Suddenly, the front door of the restaurant opens. Andriy looks up, expecting to see the police or an ambulance crew, but in walks a big man holding a mobilfon in one hand and a bunch of flowers in the other. He looks like another diner in search of a pleasant meal who has opened the door and stumbled by chance across this terrible scene. But it isn’t just another diner—it is Vulk.

Vulk stops in the doorway and looks around slowly, as if he’s trying to make sense of the chaos. His jowly face reveals no emotion. Andriy backs away noiselessly, his heart pounding. Vulk walks across to look at Vitaly’s slumped body, and mutters something under his breath. Just as Andriy reaches the kitchen door Vulk looks up. Their eyes meet. Vulk lunges forward. Gilbert bars his way with a beefy arm.

“Sorry, sir. We’re closed.”

Vulk tries to push through, shouldering Gilbert aside, using the flowers as a flail, but Gilbert is as big as he is. He blocks his way.

“Didn’t you hear? We’re closed.”

“Hrr!” Vulk gives him another hefty shove and barges through to the kitchen. But in the moment’s grace that Gilbert’s intervention has bought him, Andriy has grabbed Irina, pulled her into the kitchen storeroom and, taking the key from the lock, has locked the door from the inside. Clack.

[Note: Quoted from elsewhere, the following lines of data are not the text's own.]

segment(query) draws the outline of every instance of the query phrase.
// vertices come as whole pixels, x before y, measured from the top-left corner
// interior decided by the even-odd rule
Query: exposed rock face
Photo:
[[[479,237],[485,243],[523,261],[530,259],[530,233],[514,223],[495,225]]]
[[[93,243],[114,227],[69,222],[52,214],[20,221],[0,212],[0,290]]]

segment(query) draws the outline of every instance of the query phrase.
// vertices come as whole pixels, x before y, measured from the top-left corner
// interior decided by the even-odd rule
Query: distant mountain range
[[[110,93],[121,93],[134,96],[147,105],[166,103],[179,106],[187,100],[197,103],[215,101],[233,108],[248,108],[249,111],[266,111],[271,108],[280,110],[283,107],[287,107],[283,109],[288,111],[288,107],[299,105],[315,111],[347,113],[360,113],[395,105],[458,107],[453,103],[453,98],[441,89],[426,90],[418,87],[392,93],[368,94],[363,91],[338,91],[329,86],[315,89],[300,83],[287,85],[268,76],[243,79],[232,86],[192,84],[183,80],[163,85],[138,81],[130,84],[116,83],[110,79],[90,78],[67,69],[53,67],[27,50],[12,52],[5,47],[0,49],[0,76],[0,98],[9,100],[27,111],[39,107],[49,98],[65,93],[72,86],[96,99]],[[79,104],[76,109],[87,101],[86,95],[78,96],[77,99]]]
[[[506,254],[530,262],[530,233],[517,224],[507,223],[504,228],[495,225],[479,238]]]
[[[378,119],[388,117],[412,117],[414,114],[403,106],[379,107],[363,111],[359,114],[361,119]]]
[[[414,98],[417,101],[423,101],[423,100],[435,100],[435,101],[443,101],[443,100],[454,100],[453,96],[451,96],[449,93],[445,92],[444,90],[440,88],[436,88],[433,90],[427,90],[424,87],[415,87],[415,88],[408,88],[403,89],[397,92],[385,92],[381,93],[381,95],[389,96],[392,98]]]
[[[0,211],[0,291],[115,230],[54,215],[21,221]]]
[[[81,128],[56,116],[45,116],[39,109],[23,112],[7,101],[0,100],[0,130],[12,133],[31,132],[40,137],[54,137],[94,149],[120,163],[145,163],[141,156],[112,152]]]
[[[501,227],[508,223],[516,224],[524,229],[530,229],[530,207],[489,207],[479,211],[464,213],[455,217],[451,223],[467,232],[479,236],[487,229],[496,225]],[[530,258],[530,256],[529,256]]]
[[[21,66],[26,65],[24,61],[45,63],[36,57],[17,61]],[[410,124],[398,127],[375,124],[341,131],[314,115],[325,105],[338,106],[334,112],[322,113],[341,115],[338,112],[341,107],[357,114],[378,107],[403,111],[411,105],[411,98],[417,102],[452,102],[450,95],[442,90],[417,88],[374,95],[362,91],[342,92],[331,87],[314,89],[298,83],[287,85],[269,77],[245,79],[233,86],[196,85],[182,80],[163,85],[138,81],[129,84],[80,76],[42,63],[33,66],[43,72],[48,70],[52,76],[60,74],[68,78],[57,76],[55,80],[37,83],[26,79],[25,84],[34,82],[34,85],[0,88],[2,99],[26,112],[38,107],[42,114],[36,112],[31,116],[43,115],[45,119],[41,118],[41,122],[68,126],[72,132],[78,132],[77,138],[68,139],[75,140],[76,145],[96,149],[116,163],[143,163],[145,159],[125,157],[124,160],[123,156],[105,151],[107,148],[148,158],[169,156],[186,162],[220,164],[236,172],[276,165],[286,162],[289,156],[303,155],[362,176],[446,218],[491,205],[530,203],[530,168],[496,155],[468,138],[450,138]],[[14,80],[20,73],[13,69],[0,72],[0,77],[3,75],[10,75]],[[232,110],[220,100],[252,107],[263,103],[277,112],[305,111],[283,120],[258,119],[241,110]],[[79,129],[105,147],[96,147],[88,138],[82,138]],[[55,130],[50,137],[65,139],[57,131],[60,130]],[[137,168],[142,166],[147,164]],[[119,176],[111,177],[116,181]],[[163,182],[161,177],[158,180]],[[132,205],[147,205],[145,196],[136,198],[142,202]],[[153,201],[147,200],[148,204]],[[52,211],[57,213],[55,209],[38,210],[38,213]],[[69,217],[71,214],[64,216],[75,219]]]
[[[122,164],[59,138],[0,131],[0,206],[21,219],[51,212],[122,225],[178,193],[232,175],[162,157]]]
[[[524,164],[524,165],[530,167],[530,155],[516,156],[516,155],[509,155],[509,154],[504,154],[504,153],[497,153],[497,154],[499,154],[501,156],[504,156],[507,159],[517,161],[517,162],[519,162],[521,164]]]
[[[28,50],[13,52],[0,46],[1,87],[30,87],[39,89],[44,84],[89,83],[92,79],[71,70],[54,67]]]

The storeroom is cool and smells of onions. The light switch is on the outside. In the darkness they wait and listen. She is shaking and whimpering. He grips her tight against him, putting his hand across her mouth to keep her quiet. He can feel her heart jumping around inside her chest. On the other side of the door they can hear Vulk still charging around. They hear a crash of plates and the metallic bounce of a saucepan rolling on the ground, and that voice, like a mad beast bellowing, “Little flower!” The storeroom door judders and the handle rattles, but the lock holds. Someone—it must be Vulk—switches the light on from the outside, and for a moment they gaze into each other’s terrified eyes.